International Journal of Hematology and Oncology 2022, Vol 32, Num 3 Page(s): 081-087
Splenic Malignant Lesions in Lymphoma and Solid Tumors, A Comparative Study of Imaging Techniques

Emel OZEN1, Mehmet OZEN2, Nazan CILEDAG1, Feyza KABAR1, Mehmet GUNDUZ2, Bilgin K. ARIBAS1

1Ankara Oncology Research and Education Hospital, Department of Radiology, Ankara, TURKEY
2Ankara University School of Medicine, Department of Hematology, Ankara, TURKEY

Keywords: Spleen, Ultrasound, Computed Tomography, Lymphoma, Solid Malignancies
Splenic involvement guide treatment and affect prognosis in lymphoma and solid tumors.
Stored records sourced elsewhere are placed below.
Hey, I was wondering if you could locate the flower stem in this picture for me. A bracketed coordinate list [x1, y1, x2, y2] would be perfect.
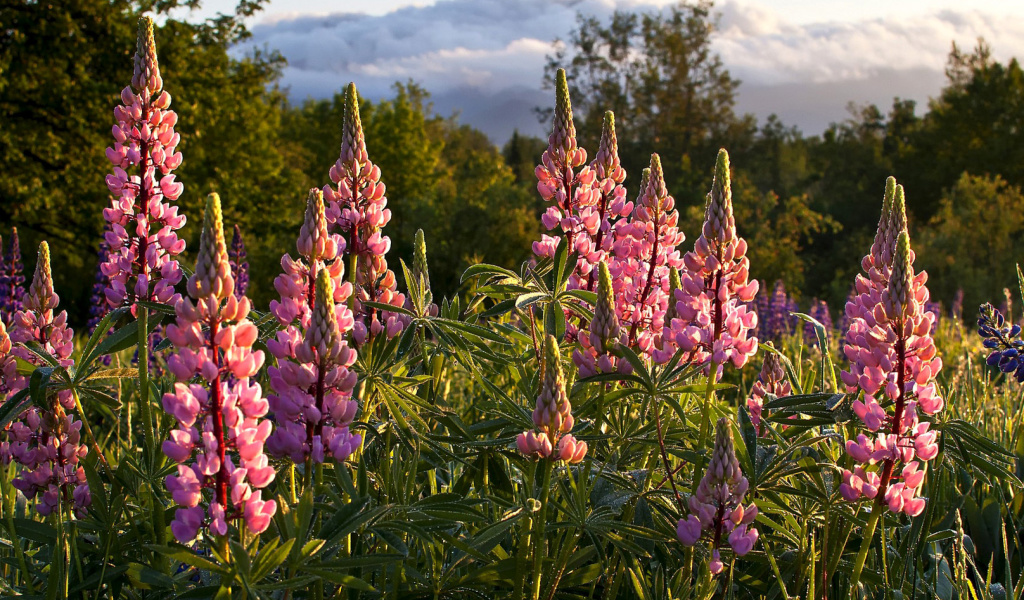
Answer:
[530, 459, 552, 600]
[850, 503, 883, 594]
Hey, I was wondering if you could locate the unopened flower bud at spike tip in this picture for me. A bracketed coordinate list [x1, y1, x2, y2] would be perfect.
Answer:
[132, 16, 164, 96]
[188, 192, 234, 300]
[413, 229, 430, 290]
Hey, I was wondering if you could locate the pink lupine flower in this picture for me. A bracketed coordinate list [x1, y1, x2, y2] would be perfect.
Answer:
[840, 180, 944, 516]
[6, 242, 91, 517]
[746, 342, 793, 435]
[577, 111, 633, 290]
[676, 418, 758, 574]
[665, 149, 758, 377]
[534, 69, 598, 270]
[163, 194, 276, 544]
[609, 155, 685, 361]
[572, 261, 631, 377]
[516, 335, 587, 463]
[100, 16, 185, 307]
[267, 188, 361, 463]
[324, 83, 408, 344]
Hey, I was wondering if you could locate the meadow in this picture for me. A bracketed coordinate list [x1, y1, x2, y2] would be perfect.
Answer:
[0, 17, 1024, 600]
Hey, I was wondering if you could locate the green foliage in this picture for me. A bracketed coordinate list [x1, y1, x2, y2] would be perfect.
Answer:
[918, 173, 1024, 316]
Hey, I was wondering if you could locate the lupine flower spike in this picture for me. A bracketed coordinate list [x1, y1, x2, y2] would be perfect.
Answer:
[0, 227, 25, 325]
[0, 242, 91, 517]
[676, 418, 758, 574]
[324, 83, 408, 344]
[572, 261, 631, 377]
[746, 342, 793, 435]
[163, 194, 278, 544]
[840, 182, 944, 516]
[100, 16, 185, 307]
[516, 335, 587, 464]
[978, 303, 1024, 383]
[534, 69, 598, 268]
[267, 188, 361, 463]
[672, 149, 758, 377]
[227, 223, 249, 296]
[609, 155, 684, 361]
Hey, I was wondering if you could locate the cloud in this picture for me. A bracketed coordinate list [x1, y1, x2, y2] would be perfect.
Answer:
[236, 0, 1024, 142]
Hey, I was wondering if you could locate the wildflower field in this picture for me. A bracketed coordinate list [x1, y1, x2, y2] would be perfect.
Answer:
[0, 12, 1024, 600]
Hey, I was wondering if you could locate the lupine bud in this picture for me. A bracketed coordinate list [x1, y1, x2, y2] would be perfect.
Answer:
[266, 188, 361, 463]
[163, 194, 276, 544]
[840, 177, 944, 516]
[6, 242, 91, 517]
[746, 342, 793, 435]
[666, 149, 758, 378]
[324, 84, 409, 344]
[978, 303, 1024, 383]
[227, 223, 249, 297]
[100, 17, 185, 307]
[516, 335, 587, 463]
[676, 418, 758, 574]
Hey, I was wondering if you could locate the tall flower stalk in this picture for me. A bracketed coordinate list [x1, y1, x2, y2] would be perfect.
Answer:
[0, 242, 91, 517]
[267, 188, 361, 464]
[516, 335, 587, 464]
[163, 194, 276, 549]
[665, 149, 758, 447]
[0, 227, 25, 325]
[840, 178, 944, 583]
[324, 83, 407, 344]
[609, 155, 685, 362]
[100, 16, 185, 460]
[676, 417, 758, 574]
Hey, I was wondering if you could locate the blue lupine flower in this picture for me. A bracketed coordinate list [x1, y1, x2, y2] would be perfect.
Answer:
[978, 303, 1024, 383]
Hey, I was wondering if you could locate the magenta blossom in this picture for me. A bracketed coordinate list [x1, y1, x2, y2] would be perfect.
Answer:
[676, 418, 758, 574]
[100, 16, 185, 307]
[516, 335, 587, 464]
[324, 83, 408, 344]
[840, 178, 944, 516]
[267, 188, 361, 463]
[663, 149, 758, 377]
[163, 194, 278, 544]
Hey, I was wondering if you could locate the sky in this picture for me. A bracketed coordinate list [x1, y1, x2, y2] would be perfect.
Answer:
[174, 0, 1024, 143]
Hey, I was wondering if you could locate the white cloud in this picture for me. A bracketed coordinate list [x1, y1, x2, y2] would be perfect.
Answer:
[237, 0, 1024, 141]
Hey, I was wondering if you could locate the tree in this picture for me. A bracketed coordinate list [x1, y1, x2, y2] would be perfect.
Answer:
[918, 172, 1024, 307]
[545, 1, 754, 205]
The most common used imaging techniques in detecting splenic involvement are Ultrasound (US) and Computed Tomography (CT). In this study, our aims were to evaluate the imaging findings regarding the spleen, compare splenic lesions according to the diagnosis and evaluate correlations between US and CT according to splenomegaly and lesions. Between May 2008 and April 2011 we identified 72 patients with splenic lesions or splenomegaly on CT or US. However, we exclude 27 patients from the study because of study protocol. Therefore, we enrolled 45 patients with a proven malignancy who had splenic lesions detected with CT. Seventeen patients had a diagnosis of lymphoma, and 28 patients had non-hematological malignancies. The characteristic features of the splenic lesions, detected on CT in patients with a proven malignancy, varied according to the cancer type. Multiple splenic lesions and splenomegaly in lymphoma patients and only solitary lesions in solid tumors were seen on CT (p< 0.001). Lymphoma patients usually had a solid splenic lesion with splenomegaly on US, but no lesion in solid tumors were seen on US (p< 0.05). The US and CT correlation ratio was inferior for solid tumors.US may miss splenic solid tumor metastases. CT is useful for distinguishing splenic lymphoma involvement from solid tumor metastases. CT seems superior to US in detecting splenic solid tumor metastases.